Minnesota has been my home for more than a decade, but I didn't grow up here. I'm a native of Ohio, which shares much with Minnesota in its Midwestern mindset.

Both states have a common heritage of blue-collar work ethics, agricultural frugality and small-town sensibilities. My native state and my adopted state have much in common, but I have come to notice and experience one significant difference: the winters!

We had winter in Ohio. We would get some snow off and on for a few months, and then spring would arrive. Just about the time we were getting sick of winter, the temperature would rise, the birds would return and high school baseball practice would commence.

Not so in Minnesota.

Just about the time I start getting tired of the long and endless cold, the calendar finally turns to January, and I realize that I'm not even halfway to the end. Groundhog Day is a win-win situation for us here. It doesn't matter whether Punxsutawney Phil sees his shadow or not. The rest of the world sees "six more weeks of winter" as a curse.

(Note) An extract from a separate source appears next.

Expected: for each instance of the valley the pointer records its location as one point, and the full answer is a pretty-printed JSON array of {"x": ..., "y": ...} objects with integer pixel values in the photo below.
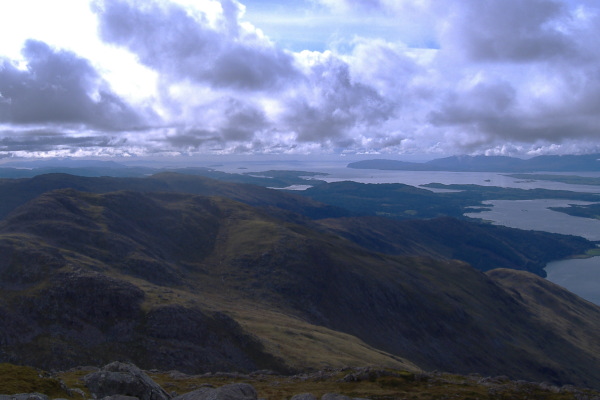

Not for us in Minnesota. If spring breaks in six weeks, we'll all consider ourselves blessed! After 10 years here, I'm still getting used to these long, cold winters.

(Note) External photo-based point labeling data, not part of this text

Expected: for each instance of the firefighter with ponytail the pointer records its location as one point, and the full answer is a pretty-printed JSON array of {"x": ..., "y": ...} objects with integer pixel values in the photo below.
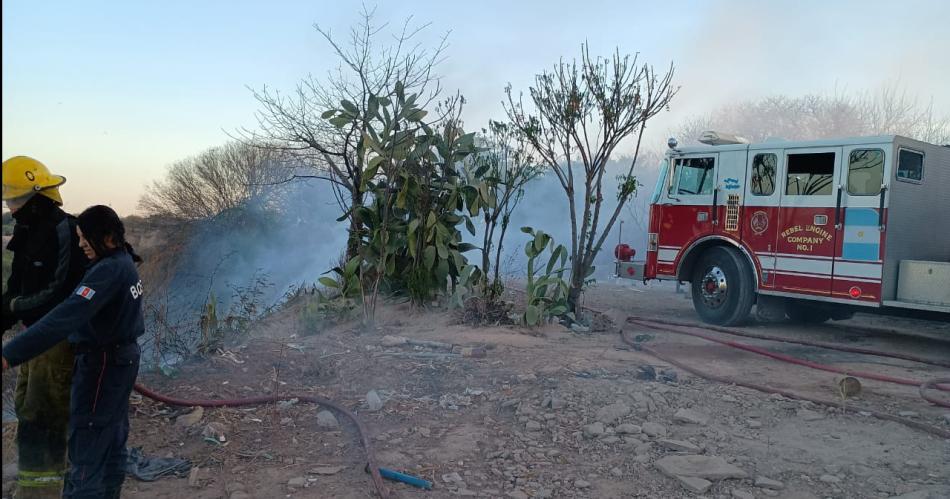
[{"x": 103, "y": 319}]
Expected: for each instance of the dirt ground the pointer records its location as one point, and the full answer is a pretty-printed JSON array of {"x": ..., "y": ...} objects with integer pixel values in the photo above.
[{"x": 547, "y": 413}]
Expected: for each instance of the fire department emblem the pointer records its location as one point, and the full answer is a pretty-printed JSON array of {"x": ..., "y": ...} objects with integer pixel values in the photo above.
[{"x": 759, "y": 222}]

I don't like the winters, but here's my secret confession: I take a masochistic satisfaction in our long and terrible cold weather. We have the hardest and most miserable winters of anyone around, and I like to brag about it. When any of my friends or family from Ohio complain about weather, I quickly and condescendingly say things like, "You think that is bad? It was 45 degrees below zero here last week!"

I will forever win all weather debates with my out-of-state friends. We Minnesotans have the worst winters of all, and we're proud of it. If you think you have it bad, we have it worse. Our miserable winters are part of our identity, and we all secretly love it.

There is something about hardship that is actually good for us. Most of us want comfort and ease. We don't like it when we have to struggle. We want life to be simple and pleasurable.

Wouldn't it be great if every day was 70 degrees and sunny? It sounds great, but it really wouldn't be. The truth is that comfort and ease often make us lazy and apathetic. It is struggle and hardship that take us deeper. The trials and struggles in life are the things that force us to grow deeper. Nobody likes to struggle, but we need it.

In his epistle to the Romans, Paul makes the seemingly absurd claim that we should "rejoice in our sufferings." Why? "Because we know that suffering produces perseverance; perseverance, character; and character, hope. And hope does not disappoint us, because God has poured out his love into our hearts by the Holy Spirit." (Romans 5:3-5).

In our sufferings we learn to persevere. God builds our character through the hard times, and that produces hope.

If you are going through a hard time, don't be so quick to want to escape it. Maybe God is doing a work in you that you can't see yet. Perhaps He is taking you deeper and teaching you some things that you could never understand if life was always comfortable.

Nobody wants to suffer and struggle, but God will use these times in our life if we let Him. He may even teach us to rejoice in the hardships, even when it's 45 below zero!